The origin of Sub poena


Just as the bill or petition was originally a prayer for administrative intervention, so the next step in the process, the sub poena, was also drawn from administrative origins. This threat of a penalty had been used by the government to stimulate the activity of officials as early as 1232; even the common law courts occasionally used a sub poena clause; in 1302 Justice Berrewyk ordered a party to bring an infant before the court “under the pain of one hundred pounds”.

In the middle of the fourteenth century the Council produced an effective writ by adding the clause of sub poena to the somewhat older writ of certis de causis, which was in effect a simple summons to appear before the Council “for certain reasons”. Quibusdam certis de causis is at least as old as 1346, and closely resembles the summons sent to a peer on the calling of a parliament. The great objection which common lawyers made to writs in this form was their failure to mention the cause of the summons. It was a principle of the common law that a party should not be brought into court without due notice of the matters which he would have to answer, and there is no doubt that the sub poena gave no such warning. Protests in parliament became frequent.

On the other hand, it must be remembered that in most cases the party must have known the real reason for his summons, for litigation as a rule is preceded by private negotiations, and in any case, having appeared, he was given ample time to prepare his defence. The best justification, however, for the Chancery’s practice, must no doubt be sought in the fact that the common law was a warning example of the mischief which might result if a plaintiff were compelled to state in detail his cause of action in the originating writ, with the almost inevitable consequence that he was unable to make any change once the writ was issued. It was, no doubt, the deliberate policy of the Chancery to avoid this situation, and this policy is constantly adhered to, as witness the freedom with which Chancery pleadings could be amended.


Persons who desired extraordinary relief addressed themselves to the King and his Council. As the ultimate source of jurisdiction the King had long been accustomed to receive complaints from persons who alleged that they were unable, in law or in fact, to obtain redress in the usual courts. It has been suggested1 that Edward I was glad to encourage these approaches, but was compelled by their numbers, and by the need of checking the handling of them by his subordinates, to insist that they be presented in writing, as petitions. In doing this, he was following papal practice, and like the popes, soon found it necessary to devise a procedure by which the easy cases were dispatched to the departments and dealt with by officials, while difficult matters came before him and the Council, in order to prevent the work of Parliament being obstructed by their number. It soon became normal for large panels of “receivers” and “triers” of petitions to be set up at the beginning of every parliament. When Parliaments were less frequent, it seems that these applications (which continued to increase rapidly during the later fourteenth century), finally constituted a large and steady charge upon the Council’s time.

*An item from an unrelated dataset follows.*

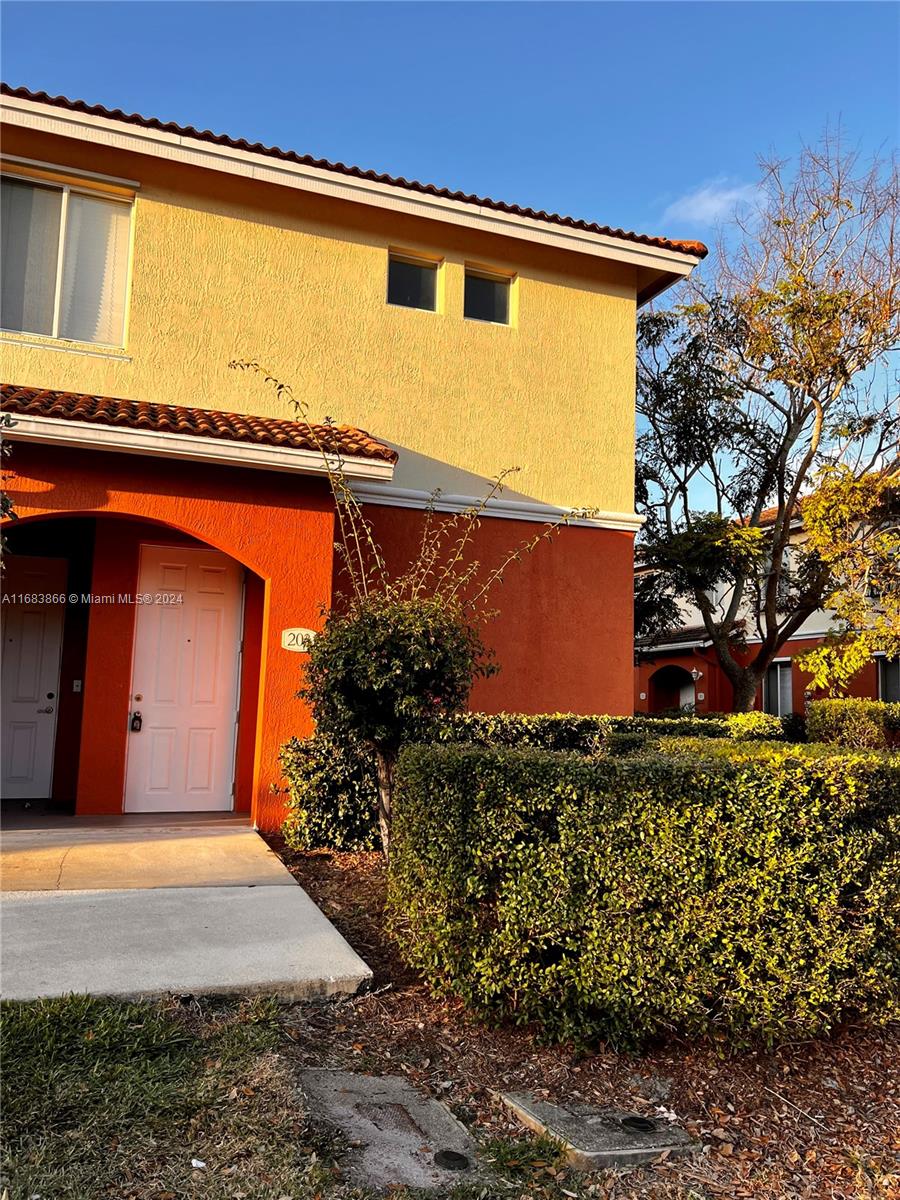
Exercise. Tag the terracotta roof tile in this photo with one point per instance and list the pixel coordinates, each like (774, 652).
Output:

Just as one part of the local enforcement problem was attacked by setting up the new institution of justices of the peace for local matters, so the deficiencies of the central courts were being supplied by the King’s Council. For a time, Parliament had occasionally served as a court of royal discretion, but by the middle of the fourteenth century Parliament itself had become an institution which to some extent could be regarded as separate from the Council.3 The Council nevertheless remained in its ancient position of a small group of officials, household officers, clerks and advisers, continually attendant upon the King, and therefore exercising in his name that residuum of discretion and equity which was inseparable from the royal person. As Parliament became more settled in its powers, petitioners who sought extraordinary relief addressed themselves to the Council; and in any case, even if their petitions had been presented in Parliament, it was most likely that it would be the Council which actually passed upon them.

Indeed, a variety of addresses occur in the petitions of the middle and later fourteenth century. Sometimes they are sent to the King, sometimes to the Council or the Parliament, and sometimes to the Chancellor or some household official. In any case it was the Council which generally took action, irrespective of the address upon the petition. The administrative and political duties of the Council were already exceedingly heavy, and the mass of petitions which streamed in every day immensely increased its task. Then, too, besides petitions, the Council itself would sometimes initiate proceedings of a semi-judicial character by calling upon some local magnate who was too powerful to be reached by the ordinary courts, to appear before the Council under the penalty (sub poena) of a sum of money to answer for his misdeeds—which were  usually some form of oppression or disorder. The Council therefore found itself burdened with a growing mass of semi-judicial business; some of it could be transferred to the courts of common law, but some of it had to be considered by the Council itself, either because unusual relief was necessary, or because the parties were too influential to be amenable to the ordinary process of the courts. The problem arose of how to deal with this business. The same solution was found as in previous cases. A routine was established and officials were assigned for its working, only in this case an already existing institution, the Chancery, was used to carry out these new duties.

In 1415 the writ sub poena was denounced as a subtlety invented in the previous reign by John Waltham, and the examination of parties and witnesses without lawyers and without records and the use of civil and canon law forms were again vigorously denounced. The petition was bluntly rejected by the King. Another in 1421 which alleged that a sub poena was not “due process” was likewise refused.